Arqueóloga reescreve história da América

Em 2020, a arqueóloga brasileira Niéde Guidon vai comemorar um aniversário especial. Em meados do ano, ela completará 50 anos de trabalho ininterrupto na região do Parque Nacional da Serra da Capivara, idealizado por ela, em São Raimundo Nonato, no sertão do Piauí, local com maior concentração de arte rupestre do mundo.
Nascida em 12 de março de 1933, em Jaú (SP), cursou história natural na USP e se especializou em zoologia na mesma universidade. Em 1959, começou a trabalhar na seção de arqueologia do Museu Paulista. Doutorou-se em arqueologia pela Sorbonne (Paris), com especialização em pré-história. Na mesma instituição, concluiu o pós-doutorado. Em 1966 foi contratada como pesquisadora pelo Centro Nacional de Pesquisa Científica.
A seguir, em entrevista por vídeo, ela revela que as datações da presença humana na região chegam a 100 mil anos.
O que a motivou a trabalhar na Serra da Capivara?
Quando soube das pinturas rupestres desta região fiquei muito interessada porque eram muito diferentes de tudo que se conhecia no mundo. Quando comecei a conhecê-las, em 1970, fiquei ainda mais empolgada pela sua riqueza, variedade, dinamismo e expressividade. Assim até hoje com uma equipe interdisciplinar estudamos este rico patrimônio.

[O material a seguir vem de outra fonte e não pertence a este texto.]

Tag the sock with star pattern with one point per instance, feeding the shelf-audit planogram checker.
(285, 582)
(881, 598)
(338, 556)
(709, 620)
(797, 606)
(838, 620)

Quantos sítios arqueológicos existem na Serra da Capivara, quantos são explorados e quais os mais importantes?
Até hoje foram catalogados mais de 1300 sítios na região, sendo 70% com pinturas e gravuras; os outros são aldeias, oficinas líticas e/ou acampamentos. Na Serra da capivara 172 sítios estão preparados para visitação, dos quais 16 acessíveis a pessoas com dificuldade de locomoção.

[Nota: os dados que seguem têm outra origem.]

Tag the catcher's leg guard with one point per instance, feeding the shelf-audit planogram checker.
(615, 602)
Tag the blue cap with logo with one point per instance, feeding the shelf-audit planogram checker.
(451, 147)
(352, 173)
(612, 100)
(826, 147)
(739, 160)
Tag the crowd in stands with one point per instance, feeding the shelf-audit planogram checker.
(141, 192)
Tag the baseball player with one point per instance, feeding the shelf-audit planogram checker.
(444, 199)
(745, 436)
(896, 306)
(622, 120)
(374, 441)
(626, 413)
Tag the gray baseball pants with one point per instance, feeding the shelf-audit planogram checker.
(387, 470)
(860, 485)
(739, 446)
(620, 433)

É difícil estabelecer categorias de importância se consideramos o lado espetacular podemos citar como exemplo os sítios: Toca do Boqueirão da Pedra Furada, Toca do Sítio do Meio, Toca da Ema do Sítio do Brás, Toca da Entrada do Pajaú, Toca do Paraguaio, Toca da Extrema, Toca do Pica pau, entre outros.

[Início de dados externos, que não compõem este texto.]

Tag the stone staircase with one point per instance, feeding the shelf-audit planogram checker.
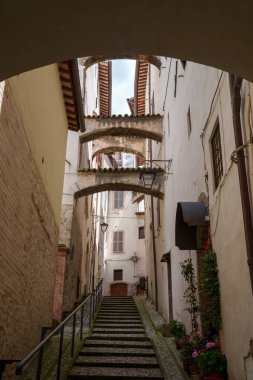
(118, 347)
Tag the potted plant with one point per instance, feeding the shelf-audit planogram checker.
(211, 363)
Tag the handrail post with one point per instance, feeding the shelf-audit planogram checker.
(91, 301)
(73, 335)
(60, 354)
(39, 366)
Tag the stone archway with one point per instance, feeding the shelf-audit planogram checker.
(92, 181)
(150, 127)
(51, 32)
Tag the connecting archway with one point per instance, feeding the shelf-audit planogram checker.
(150, 127)
(119, 144)
(215, 33)
(89, 61)
(92, 181)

Mas do ponto de vista científico à riqueza dos sítios mencionados se somam muitos outros que deram importantes resultados como Toca dos Coqueiros, Toca do Vento, os sítios do Serrote e outros. A somatória de todas as informações recolhidas permite hoje retraçar, por enquanto parcialmente, a vida do homem pré-histórico na região.
Qual a idade do “homem americano” e qual caminho ele teria utilizado para chegar à América, de acordo com suas pesquisas?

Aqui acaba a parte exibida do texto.